CakrawalaMalut.com — Ketegangan di kawasan Timur Tengah kian meningkat setelah Korps Garda Revolusi Iran (IRGC) dilaporkan mulai menyerang kapal-kapal niaga yang melintasi Selat Hormuz, menyusul pernyataan Iran yang menutup jalur tersebut bagi pelayaran internasional.
Dilansir dari media outlet global, IRGC pada Senin mengklaim telah menembak sebuah kapal tanker minyak yang dituduh mencoba melakukan transit “secara ilegal” di Selat Hormuz. Dalam pernyataannya, IRGC menyebut kapal tanker bernama Athena Nova yang disebut sebagai milik sekutu Amerika Serikat menjadi sasaran dua kendaraan udara tak berawak (UAV).
Akibat serangan tersebut, dilaporkan terjadi kebakaran di atas kapal tanker. Hingga kini belum ada laporan resmi terkait jumlah korban maupun tingkat kerusakan kapal.
Selat Hormuz merupakan jalur strategis yang menampung sekitar 20 persen konsumsi minyak harian global, atau sekitar 20 juta barel per hari. Selain itu, jalur ini juga menjadi rute utama ekspor gas alam cair dari Qatar dan Uni Emirat Arab. Gangguan terhadap jalur ini berpotensi mengguncang pasar energi dunia dan mendorong lonjakan harga minyak mentah secara signifikan.

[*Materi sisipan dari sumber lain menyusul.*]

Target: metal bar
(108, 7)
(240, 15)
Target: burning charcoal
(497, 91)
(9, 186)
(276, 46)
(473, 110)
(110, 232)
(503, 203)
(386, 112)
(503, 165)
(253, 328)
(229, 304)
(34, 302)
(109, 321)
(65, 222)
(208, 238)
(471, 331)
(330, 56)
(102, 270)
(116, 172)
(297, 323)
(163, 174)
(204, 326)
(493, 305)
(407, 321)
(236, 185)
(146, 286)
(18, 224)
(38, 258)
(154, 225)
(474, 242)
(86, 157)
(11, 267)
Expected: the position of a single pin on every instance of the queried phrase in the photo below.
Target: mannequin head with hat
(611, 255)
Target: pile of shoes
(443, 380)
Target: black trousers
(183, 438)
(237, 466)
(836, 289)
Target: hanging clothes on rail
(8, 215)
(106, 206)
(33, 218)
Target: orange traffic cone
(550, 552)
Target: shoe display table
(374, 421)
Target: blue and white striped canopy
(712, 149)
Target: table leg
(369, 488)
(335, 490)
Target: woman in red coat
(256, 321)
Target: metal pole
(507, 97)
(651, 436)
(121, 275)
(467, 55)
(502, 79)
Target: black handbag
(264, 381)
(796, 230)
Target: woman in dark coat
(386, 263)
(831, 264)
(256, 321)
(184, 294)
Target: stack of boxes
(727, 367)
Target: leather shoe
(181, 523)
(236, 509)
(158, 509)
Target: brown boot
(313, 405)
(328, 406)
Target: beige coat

Perkembangan ini terjadi setelah Amerika Serikat dan Israel melancarkan serangan besar-besaran terhadap Iran pada Sabtu lalu. Serangan tersebut dilaporkan menewaskan sejumlah tokoh tinggi Iran, termasuk Pemimpin Tertinggi Iran, Ali Khamenei.

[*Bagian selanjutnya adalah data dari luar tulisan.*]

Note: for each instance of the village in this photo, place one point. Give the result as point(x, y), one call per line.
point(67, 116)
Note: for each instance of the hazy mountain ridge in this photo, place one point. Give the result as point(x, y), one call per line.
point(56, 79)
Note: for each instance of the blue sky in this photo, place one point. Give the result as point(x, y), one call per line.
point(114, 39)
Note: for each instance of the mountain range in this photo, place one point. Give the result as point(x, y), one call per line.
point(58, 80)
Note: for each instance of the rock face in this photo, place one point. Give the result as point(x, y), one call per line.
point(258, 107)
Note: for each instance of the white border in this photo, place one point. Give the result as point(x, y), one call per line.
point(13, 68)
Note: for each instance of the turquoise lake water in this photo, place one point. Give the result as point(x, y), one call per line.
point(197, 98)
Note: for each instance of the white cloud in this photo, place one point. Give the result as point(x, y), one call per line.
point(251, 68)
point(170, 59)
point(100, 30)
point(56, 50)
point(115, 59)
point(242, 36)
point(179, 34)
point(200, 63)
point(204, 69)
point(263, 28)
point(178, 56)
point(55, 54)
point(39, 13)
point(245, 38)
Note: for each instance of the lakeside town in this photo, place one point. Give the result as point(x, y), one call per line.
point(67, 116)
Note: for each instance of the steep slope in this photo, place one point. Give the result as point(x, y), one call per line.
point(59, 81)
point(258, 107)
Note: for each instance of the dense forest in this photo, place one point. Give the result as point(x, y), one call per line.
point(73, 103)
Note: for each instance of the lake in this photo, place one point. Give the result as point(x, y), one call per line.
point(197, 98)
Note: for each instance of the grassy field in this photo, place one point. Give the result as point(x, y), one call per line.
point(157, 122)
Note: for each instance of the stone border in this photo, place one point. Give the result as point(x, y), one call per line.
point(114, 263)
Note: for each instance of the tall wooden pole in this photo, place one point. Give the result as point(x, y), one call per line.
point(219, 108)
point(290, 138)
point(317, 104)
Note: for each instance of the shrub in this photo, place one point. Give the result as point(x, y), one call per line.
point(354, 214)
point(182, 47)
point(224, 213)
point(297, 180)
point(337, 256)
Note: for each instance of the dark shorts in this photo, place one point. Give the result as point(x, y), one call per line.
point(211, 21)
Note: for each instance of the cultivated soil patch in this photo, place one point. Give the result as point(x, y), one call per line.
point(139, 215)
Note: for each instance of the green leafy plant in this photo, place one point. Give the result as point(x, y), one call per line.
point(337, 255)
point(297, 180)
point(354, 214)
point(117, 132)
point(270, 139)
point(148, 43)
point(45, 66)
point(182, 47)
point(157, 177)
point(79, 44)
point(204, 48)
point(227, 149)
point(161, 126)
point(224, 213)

Sebagai balasan, Iran disebut meluncurkan serangan drone dan rudal yang menargetkan Israel serta sejumlah lokasi regional yang menampung aset militer Amerika Serikat. Situasi ini semakin memperuncing ketegangan geopolitik di kawasan.
Serangan pertama terhadap kapal di Selat Hormuz dilaporkan terjadi pada Ahad pagi. Pusat Keamanan Maritim Oman menyatakan sebuah kapal tanker minyak bernama Skylight, yang berbendera Republik Palau, menjadi sasaran sekitar lima mil laut atau 9,26 kilometer di utara Pelabuhan Khasab.
Dalam pernyataan yang dibagikan melalui platform X, otoritas Oman mengonfirmasi terdapat 20 awak kapal di dalamnya, terdiri dari 15 warga negara India dan 5 warga negara Iran. Seluruh awak berhasil dievakuasi, meski sedikitnya empat orang dilaporkan mengalami luka-luka dan telah mendapatkan perawatan medis.
Penutupan Selat Hormuz dan meningkatnya aksi militer di kawasan tersebut menjadi peringatan paling tegas dari Iran terhadap kapal-kapal niaga internasional. Jika situasi terus memburuk, dampaknya tidak hanya dirasakan di Timur Tengah, tetapi juga terhadap stabilitas ekonomi global, khususnya sektor energi.